Chauvelin’s voice had now assumed a threatening tone, and Gourdon felt all his audacity and self-assurance fall away from him, leaving him a prey to nameless terror.
“We must round up Rateau,” he murmured hastily. “He cannot have gone far.”
“No, he cannot,” rejoined Chauvelin dryly. “Though I was not specially thinking of Rateau or of diamonds when I started to come hither. I did send a general order forbidding any person on foot or horseback to enter or leave Paris by any of the southern gates. That order will serve us well now. Are you riding?”
“Yes. I left my horse at the tavern just outside Gentilly. I can get to horse within ten minutes.”
“To horse, then, as quickly as you can. Pay off your men and dismiss them—all but Tournefort, who had best accompany us. Do not lose a single moment. I’ll be ahead of you and may come up with Rateau before you overtake me. And if I were you, citizen Gourdon,” he concluded, with ominous emphasis, “I would burn one or two candles to your compeer the devil. You’ll have need of his help if Rateau gives us the slip.”
III
The first part of the road from Gentilly to Paris runs through the valley of the Biere, and is densely wooded on either side. It winds in and out for the most part, ribbon-like, through thick coppice of chestnut and birch. Thus it was impossible for Chauvelin to spy his quarry from afar; nor did he expect to do so this side of the Hopital de la Sante. Once past that point, he would find the road quite open and running almost straight, in the midst of arid and only partially cultivated land.
He rode at a sharp trot, with his caped coat wrapped tightly round his shoulders, for it was raining fast. At intervals, when he met an occasional wayfarer, he would ask questions about a tall man who had a consumptive cough, and who was carrying a cumbersome burden under his arm.
Almost everyone whom he thus asked remembered seeing a personage who vaguely answered to the description: tall and with a decided stoop—yes, and carrying a cumbersome-looking bundle under his arm.

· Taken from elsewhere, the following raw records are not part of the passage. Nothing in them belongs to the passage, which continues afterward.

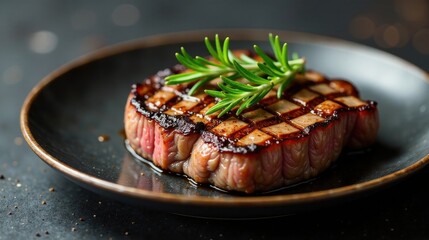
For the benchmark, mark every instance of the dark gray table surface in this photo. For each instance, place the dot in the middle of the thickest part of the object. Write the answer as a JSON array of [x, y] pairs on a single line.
[[36, 37]]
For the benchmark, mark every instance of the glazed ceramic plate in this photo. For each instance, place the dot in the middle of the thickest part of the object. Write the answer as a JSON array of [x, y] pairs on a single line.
[[73, 120]]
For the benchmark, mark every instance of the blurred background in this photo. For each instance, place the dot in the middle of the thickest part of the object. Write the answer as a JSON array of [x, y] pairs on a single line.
[[37, 37]]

Chauvelin was undoubtedly on the track of the thief.
Just beyond Meuves he was overtaken by Gourdon and Tournefort. Here, too, the man Rateau’s track became more and more certain. At one place he had stopped and had a glass of wine and a rest, at another he had asked how close he was to the gates of Paris.
The road was now quite open and level; the irregular buildings of the hospital appeared vague in the rain-sodden distance. Twenty minutes later Tournefort, who was riding ahead of his companions, spied a tall, stooping figure at the spot where the Chemin de Gentilly forks, and where stands a group of isolated houses and bits of garden, which belong to la Sante. Here, before the days when the glorious Revolution swept aside all such outward signs of superstition, there had stood a Calvary. It was now used as a signpost. The man stood before it, scanning the half-obliterated indications.